In figure 3 we notice that, with the exception of FORTHnet, the hit ratio of Top-10 prefetching is between 3% and 12% which is rather low. Although it could be increased by making a more aggressive prefetching (e.g. by increasing ACCESS_THRESHOLD), aggressiveness will significantly increase the traffic. Recall, that the essence of prefetching is in keeping a good balance between high hit ratio and low network traffic increase. Thus, we should find other ways to improve the performance of prefetching.
One way to improve the performance of prefetching is through the use of proxies. Proxies are being extensively used for caching and firewall purposes by intervening all requests from a domain [15]. We advocate that prefetching can benefit from the use of proxies. In the current traces, several clients even from the same domain make distinct requests to a specific server. Thus, each server ends up with lots of clients, few of which qualify for prefetching. If, however, all these clients access the server through a proxy, the proxy would aggregate all the client's requests and qualify for prefetching as a repeated and heavy client. Thus, the proxy would prefetch documents that could be used to reduce the latency of any of its clients, and thus improve performance. For example, if a document is prefetched on behalf of one client in a proxy's cache, the document may be served locally to all other clients that use the same proxy. Thus a client will be able to make use of a document that was prefetched on behalf of another client.
Figure 9: Traffic Increase as a function of the size of the TOP-10.
Figure 8: Successfully Prefetched documents as a function of the size of the TOP-10.
To show the benefits of proxying in prefetching, we use trace-driven simulation, and introduce artificial proxies that gather client requests, and distribute the benefits of prefetching onto a larger number of clients.
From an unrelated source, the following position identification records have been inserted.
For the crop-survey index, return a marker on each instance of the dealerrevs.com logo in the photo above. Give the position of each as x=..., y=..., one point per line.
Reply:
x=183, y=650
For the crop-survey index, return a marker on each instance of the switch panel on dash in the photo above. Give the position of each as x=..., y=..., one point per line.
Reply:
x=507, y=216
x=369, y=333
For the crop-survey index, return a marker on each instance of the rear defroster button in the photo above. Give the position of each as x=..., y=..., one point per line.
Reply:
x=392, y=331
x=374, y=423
Artificial proxies are generated by grouping clients into larger groups, and considering the whole group as a proxy for all the group's clients. Although several grouping algorithms can be designed, we use a straightforward one, which is very close to the proxying schemes used in practice. The grouping algorithm is as follows:
A request coming from a client will be considered as coming from a proxy that has the same name as the client, with the first part of the client's name striped off.For example, all requests coming from clients saronis.ics.forth.gr, mykonos.ics.forth.gr, and pandora.ics.forth.gr, will be considered as requests all coming from proxy ics.forth.gr. As another example, all requests coming from vein.cs.rochester.edu, and athena.cs.rochester.edu are grouped into requests coming from proxy cs.rochester.edu. That is, all requests that originate from any computer of the computer science department of the University of Rochester appears as coming from a single computer from that department, which is what most reasonable proxying schemes do.
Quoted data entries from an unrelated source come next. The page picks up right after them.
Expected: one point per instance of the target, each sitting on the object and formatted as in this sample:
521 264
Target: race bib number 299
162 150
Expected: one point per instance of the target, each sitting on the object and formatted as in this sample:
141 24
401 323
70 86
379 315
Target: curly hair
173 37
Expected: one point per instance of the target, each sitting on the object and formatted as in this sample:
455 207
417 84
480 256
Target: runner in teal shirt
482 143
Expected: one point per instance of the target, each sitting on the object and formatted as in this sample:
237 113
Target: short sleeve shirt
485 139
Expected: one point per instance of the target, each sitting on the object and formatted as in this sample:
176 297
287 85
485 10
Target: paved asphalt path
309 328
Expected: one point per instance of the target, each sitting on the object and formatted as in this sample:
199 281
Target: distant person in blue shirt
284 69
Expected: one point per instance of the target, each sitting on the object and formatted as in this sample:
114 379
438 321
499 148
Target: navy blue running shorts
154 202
Figure 8 plots the hit ratio (for proxies) due to prefetching as a function of the TOP-10. We see that the hit ratio of prefetching using proxy servers has doubled or even tripled compared to figure 3. For example, the hit ratio of prefetched documents from FORTHnet is close to 45%, for Parallab 18%, and for the other server's in between. Fortunately, this increase in hit rate comes at almost no increase in network traffic as figure 9 suggests. For low (;SPMlt; 500) TOP-10 values, the traffic increase is less than 20%, and sometimes there is even a traffic decrease! The reason for the observed traffic decrease is simple: A prefetched document that will be used by two clients of the same proxy, results in traffic decrease, since the document is fetched into the proxy only once, thus saving the second request that the second client would make if there were no proxy.
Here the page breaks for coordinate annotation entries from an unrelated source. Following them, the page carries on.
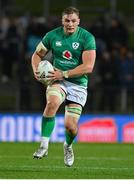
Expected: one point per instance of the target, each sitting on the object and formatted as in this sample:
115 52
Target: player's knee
52 106
71 127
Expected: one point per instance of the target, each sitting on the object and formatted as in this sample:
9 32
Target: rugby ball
44 68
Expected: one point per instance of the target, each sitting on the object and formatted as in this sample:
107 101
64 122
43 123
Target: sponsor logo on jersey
58 43
67 55
75 45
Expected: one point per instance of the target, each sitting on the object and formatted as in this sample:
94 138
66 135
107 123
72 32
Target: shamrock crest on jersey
75 45
67 55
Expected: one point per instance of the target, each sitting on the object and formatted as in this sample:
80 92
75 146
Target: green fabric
69 138
67 50
47 126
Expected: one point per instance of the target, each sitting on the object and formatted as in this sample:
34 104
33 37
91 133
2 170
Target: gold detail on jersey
67 55
75 45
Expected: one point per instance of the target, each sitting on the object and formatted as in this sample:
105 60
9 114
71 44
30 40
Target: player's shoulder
55 31
85 32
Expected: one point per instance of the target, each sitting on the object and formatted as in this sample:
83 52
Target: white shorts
74 92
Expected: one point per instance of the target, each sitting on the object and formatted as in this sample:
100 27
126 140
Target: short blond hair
71 10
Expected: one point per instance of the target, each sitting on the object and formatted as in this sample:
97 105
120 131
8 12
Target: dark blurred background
23 23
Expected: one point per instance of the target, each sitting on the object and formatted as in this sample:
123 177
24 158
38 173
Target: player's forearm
35 61
80 70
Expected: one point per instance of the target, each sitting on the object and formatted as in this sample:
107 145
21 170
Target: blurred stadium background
108 114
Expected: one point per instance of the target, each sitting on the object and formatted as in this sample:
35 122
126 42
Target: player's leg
55 97
72 115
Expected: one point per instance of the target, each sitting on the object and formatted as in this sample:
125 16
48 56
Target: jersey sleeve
90 43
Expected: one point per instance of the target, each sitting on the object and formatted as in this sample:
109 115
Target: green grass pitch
92 161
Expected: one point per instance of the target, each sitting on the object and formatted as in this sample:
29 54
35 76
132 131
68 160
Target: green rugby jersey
67 50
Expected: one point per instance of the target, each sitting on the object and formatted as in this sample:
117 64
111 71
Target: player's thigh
72 115
55 94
We should note however, that for aggressive prefetching the network traffic increases as high as 60%, which starts to get significant. Fortunately, when TOP-10 is less than 500, the hit ratio is almost the same with the cases for higher values of TOP-10, and the traffic increase is down to at most 20%, which seems reasonable. Interestingly enough, this observation holds for figures 3 and 4 where no proxies are used: increasing TOP-10 more than 500 does not noticeably increase hit rate.